Pyrazoles are also a class of compounds that have the ring C₃N₂ with adjacent nitrogen atoms.^[5] Notable drugs containing a pyrazole ring are celecoxib (celebrex) and the anabolic steroid stanozolol.

Preparation and reactions

Pyrazoles are synthesized by the reaction of α,β-unsaturated aldehydes with hydrazine and subsequent dehydrogenation:^[6]

Substituted pyrazoles are prepared by condensation of 1,3-diketones with hydrazine (Knorr-type reactions).^[7] For example, acetylacetone and hydrazine gives 3,5-dimethylpyrazole:^[8]

CH₃C(O)CH₂C(O)CH₃ + N₂H₄ → (CH₃)₂C₃HN₂H + 2 H₂O

A wide variety of pyrazoles can be made so:^[7]

History

The term pyrazole was given to this class of compounds by German Chemist Ludwig Knorr in 1883.^[9] In a classical method developed by German chemist Hans von Pechmann in 1898, pyrazole was synthesized from acetylene and diazomethane.^[10]

Conversion to scorpionates

Pyrazoles react with potassium borohydride to form a class of ligands known as scorpionate. Pyrazole itself reacts with potassium borohydride at high temperatures (~200 °C) to form a tridentate ligand known as Tp ligand:

3,5-Diphenyl-1H-pyrazole

3,5-Diphenyl-1H-pyrazole is produced when (E)-1,3-diphenylprop-2-en-1-one is reacted with hydrazine hydrate in the presence of elemental sulfur^[11] or sodium persulfate,^[12] or by using a hydrazone in which case an azine is produced as a by-product.^[13]

Occurrence and uses

In 1959, the first natural pyrazole, 1-pyrazolyl-alanine, was isolated from seeds of watermelons.^[14]^[15]

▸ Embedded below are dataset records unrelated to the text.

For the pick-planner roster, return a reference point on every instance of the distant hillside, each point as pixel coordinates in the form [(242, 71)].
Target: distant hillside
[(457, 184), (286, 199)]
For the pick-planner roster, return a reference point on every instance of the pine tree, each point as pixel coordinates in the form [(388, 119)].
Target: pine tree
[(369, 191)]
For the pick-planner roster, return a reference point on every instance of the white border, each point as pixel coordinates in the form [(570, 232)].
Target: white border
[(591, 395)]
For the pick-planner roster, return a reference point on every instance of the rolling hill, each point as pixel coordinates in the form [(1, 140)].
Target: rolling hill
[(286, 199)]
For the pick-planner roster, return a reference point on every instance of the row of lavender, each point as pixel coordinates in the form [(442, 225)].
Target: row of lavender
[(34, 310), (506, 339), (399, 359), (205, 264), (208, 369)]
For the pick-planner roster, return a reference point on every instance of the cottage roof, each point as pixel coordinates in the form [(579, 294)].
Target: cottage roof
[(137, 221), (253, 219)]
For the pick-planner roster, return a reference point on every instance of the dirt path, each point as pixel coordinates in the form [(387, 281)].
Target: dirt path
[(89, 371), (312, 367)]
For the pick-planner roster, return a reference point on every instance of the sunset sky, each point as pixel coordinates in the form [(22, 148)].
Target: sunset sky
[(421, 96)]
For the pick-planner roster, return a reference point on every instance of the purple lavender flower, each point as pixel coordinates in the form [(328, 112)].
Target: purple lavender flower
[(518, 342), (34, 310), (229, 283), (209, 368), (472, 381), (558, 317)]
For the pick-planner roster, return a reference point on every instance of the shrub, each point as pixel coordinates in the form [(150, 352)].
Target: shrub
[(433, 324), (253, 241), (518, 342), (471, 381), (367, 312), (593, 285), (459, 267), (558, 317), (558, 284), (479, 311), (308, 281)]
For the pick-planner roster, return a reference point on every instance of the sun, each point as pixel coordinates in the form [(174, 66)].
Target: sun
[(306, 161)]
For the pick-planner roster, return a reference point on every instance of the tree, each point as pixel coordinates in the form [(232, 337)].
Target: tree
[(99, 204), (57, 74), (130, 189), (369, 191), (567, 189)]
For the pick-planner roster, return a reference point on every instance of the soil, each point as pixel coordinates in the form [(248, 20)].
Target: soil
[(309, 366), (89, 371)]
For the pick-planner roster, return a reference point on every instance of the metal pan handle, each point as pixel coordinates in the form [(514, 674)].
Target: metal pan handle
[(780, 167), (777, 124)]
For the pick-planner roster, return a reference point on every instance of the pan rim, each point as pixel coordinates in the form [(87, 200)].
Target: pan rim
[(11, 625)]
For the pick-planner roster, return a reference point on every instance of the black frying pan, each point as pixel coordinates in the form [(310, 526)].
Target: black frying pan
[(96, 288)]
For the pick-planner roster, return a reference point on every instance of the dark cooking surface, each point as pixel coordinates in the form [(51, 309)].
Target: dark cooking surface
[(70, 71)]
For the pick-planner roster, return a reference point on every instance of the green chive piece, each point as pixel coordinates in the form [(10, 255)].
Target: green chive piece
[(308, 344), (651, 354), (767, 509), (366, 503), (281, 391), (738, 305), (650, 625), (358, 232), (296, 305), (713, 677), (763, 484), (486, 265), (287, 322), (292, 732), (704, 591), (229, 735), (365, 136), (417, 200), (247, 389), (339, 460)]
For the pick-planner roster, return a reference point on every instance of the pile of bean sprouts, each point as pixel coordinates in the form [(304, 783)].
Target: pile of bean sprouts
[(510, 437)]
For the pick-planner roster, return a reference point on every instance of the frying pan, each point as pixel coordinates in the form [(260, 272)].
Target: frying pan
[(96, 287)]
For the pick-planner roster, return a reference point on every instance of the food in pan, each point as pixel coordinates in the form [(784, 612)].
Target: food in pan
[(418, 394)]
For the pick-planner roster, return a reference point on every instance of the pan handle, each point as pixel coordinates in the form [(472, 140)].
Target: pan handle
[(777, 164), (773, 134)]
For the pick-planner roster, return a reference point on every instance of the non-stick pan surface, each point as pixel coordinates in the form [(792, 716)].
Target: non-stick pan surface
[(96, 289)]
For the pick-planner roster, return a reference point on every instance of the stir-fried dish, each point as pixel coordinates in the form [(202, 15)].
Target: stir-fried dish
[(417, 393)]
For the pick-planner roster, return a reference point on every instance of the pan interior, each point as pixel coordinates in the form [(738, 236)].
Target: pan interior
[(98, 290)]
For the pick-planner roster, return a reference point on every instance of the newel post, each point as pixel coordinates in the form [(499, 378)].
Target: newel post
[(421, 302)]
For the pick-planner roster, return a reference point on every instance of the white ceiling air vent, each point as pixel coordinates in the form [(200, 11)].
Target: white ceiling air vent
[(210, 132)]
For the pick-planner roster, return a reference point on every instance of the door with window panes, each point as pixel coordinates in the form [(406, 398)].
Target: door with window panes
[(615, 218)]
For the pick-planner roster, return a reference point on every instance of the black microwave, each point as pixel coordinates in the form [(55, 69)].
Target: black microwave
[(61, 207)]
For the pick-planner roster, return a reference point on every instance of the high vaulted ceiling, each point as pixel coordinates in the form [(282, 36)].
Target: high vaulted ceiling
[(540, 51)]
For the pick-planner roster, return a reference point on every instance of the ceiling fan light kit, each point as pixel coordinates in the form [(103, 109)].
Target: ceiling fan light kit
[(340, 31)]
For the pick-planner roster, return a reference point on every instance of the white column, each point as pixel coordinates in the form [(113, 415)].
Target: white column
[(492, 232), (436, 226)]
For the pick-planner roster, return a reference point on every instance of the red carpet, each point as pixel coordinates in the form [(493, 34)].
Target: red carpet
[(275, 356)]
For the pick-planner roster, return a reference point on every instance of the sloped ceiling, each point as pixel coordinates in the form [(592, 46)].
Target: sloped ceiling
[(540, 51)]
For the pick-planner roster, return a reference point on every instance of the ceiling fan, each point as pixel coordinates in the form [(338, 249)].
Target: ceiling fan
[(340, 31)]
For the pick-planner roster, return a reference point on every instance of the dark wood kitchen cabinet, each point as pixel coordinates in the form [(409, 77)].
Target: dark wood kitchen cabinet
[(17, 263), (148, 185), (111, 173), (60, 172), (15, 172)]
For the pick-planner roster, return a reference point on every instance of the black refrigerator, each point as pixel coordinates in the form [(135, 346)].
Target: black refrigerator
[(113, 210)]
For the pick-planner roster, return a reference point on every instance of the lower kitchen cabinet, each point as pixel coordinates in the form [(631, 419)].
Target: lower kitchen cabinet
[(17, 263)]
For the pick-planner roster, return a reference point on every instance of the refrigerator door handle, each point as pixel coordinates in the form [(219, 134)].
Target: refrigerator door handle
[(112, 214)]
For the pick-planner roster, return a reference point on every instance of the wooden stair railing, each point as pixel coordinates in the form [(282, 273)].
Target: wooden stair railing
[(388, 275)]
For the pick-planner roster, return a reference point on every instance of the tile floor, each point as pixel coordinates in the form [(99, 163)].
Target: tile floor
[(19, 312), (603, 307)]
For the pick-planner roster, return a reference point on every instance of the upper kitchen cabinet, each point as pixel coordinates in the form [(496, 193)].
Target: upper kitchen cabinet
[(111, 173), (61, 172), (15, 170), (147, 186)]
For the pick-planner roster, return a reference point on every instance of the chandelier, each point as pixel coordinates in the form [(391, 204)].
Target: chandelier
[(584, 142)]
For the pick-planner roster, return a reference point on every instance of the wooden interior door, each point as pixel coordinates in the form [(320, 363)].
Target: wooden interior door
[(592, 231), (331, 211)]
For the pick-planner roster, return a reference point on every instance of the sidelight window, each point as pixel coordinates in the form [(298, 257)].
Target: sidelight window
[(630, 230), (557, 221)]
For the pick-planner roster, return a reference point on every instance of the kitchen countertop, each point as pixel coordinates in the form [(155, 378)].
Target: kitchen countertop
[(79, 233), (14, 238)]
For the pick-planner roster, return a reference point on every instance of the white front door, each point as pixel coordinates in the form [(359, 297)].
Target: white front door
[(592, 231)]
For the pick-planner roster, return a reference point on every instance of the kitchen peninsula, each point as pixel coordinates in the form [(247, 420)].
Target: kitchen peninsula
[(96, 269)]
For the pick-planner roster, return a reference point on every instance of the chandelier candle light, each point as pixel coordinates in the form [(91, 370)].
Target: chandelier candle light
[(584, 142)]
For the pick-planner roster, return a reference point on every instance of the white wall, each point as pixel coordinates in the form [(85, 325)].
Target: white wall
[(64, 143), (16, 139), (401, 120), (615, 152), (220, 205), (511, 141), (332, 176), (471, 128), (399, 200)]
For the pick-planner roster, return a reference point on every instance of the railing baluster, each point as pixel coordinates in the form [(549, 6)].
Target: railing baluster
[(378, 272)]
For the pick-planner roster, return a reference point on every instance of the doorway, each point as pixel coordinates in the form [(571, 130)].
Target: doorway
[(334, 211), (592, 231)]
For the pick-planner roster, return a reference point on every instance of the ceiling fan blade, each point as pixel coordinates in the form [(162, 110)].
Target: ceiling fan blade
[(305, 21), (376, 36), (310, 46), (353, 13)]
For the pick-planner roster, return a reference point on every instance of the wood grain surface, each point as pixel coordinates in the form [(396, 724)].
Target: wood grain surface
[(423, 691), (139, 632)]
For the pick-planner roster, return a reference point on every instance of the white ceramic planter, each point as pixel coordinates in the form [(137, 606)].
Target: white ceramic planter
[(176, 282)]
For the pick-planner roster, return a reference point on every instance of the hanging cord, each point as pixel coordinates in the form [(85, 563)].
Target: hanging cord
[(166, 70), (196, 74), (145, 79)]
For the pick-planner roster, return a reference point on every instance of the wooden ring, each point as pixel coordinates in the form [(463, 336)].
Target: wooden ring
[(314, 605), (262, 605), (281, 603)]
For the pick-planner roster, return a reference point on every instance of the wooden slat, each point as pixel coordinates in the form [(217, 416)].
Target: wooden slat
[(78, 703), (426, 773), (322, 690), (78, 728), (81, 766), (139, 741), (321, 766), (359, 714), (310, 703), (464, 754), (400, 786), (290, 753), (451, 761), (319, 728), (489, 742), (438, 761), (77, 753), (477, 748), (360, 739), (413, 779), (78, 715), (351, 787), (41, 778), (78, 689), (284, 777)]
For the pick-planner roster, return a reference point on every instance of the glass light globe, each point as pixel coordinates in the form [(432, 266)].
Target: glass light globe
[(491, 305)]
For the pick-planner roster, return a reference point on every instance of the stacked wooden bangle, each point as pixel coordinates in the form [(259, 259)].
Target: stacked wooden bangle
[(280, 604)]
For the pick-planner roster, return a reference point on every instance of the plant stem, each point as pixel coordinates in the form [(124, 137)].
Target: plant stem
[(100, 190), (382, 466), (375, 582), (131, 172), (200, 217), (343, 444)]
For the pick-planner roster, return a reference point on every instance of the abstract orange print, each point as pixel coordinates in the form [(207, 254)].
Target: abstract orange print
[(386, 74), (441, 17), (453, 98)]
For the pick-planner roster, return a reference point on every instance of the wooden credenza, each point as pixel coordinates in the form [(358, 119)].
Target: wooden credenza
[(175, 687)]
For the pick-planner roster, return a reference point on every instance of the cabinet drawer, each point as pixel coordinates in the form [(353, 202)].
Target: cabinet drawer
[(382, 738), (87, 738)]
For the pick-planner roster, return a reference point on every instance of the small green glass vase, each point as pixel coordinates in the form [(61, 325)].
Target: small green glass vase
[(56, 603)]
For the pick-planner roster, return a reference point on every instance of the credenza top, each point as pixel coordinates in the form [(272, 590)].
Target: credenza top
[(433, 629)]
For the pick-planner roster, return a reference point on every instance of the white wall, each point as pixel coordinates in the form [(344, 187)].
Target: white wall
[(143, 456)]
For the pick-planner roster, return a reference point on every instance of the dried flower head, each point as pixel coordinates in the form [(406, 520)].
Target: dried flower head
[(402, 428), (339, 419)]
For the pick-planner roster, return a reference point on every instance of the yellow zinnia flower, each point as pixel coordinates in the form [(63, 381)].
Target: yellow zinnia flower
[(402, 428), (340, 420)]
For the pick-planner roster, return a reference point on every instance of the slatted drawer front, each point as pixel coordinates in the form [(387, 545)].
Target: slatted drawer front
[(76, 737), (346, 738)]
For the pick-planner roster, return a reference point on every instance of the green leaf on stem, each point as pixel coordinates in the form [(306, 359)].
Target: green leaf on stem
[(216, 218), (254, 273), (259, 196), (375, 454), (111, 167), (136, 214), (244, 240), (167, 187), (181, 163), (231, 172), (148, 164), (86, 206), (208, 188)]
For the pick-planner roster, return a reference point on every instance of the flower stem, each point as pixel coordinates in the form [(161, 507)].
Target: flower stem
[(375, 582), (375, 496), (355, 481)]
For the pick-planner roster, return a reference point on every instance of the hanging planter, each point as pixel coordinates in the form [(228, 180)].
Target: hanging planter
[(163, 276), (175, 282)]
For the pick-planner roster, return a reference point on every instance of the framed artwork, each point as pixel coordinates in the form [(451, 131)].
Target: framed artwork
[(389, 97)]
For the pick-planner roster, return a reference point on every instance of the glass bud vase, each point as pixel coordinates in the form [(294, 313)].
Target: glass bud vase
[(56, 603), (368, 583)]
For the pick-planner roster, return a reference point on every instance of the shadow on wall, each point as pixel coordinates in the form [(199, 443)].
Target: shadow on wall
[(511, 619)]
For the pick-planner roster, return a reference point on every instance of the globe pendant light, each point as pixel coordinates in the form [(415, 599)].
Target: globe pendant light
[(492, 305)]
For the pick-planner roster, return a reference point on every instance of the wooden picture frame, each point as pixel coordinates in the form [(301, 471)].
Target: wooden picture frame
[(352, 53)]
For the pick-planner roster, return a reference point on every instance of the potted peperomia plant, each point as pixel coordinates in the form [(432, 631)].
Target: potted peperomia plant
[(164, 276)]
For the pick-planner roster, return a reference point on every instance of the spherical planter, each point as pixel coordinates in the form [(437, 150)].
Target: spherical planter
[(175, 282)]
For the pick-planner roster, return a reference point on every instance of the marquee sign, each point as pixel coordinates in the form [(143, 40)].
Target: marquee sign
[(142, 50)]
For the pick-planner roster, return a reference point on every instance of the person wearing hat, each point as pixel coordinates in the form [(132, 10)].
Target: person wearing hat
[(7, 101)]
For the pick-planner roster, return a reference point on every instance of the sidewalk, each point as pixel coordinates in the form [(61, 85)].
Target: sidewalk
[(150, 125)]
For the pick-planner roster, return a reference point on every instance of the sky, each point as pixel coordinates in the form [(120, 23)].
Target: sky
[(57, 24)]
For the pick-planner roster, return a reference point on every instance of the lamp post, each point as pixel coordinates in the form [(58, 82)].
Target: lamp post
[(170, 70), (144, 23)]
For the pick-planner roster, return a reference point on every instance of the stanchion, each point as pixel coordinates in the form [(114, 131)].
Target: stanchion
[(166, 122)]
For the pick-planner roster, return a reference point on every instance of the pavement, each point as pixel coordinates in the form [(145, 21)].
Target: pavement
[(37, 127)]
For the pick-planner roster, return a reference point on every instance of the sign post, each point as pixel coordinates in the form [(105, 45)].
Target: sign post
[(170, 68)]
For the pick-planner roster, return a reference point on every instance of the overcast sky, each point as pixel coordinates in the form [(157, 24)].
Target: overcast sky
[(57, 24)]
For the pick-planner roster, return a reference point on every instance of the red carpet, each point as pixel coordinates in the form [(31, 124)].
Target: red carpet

In medicine, derivatives of pyrazole are widely used,^[16] including celecoxib and similar COX-2 inhibitors, zaleplon, betazole, and CDPPB.^[17] The pyrazole ring is found within a variety of pesticides as fungicides, insecticides and herbicides,^[16] including fenpyroximate, fipronil, tebufenpyrad and tolfenpyrad.^[18] Pyrazole moieties are listed among the highly used ring systems for small molecule drugs by the US FDA^[19]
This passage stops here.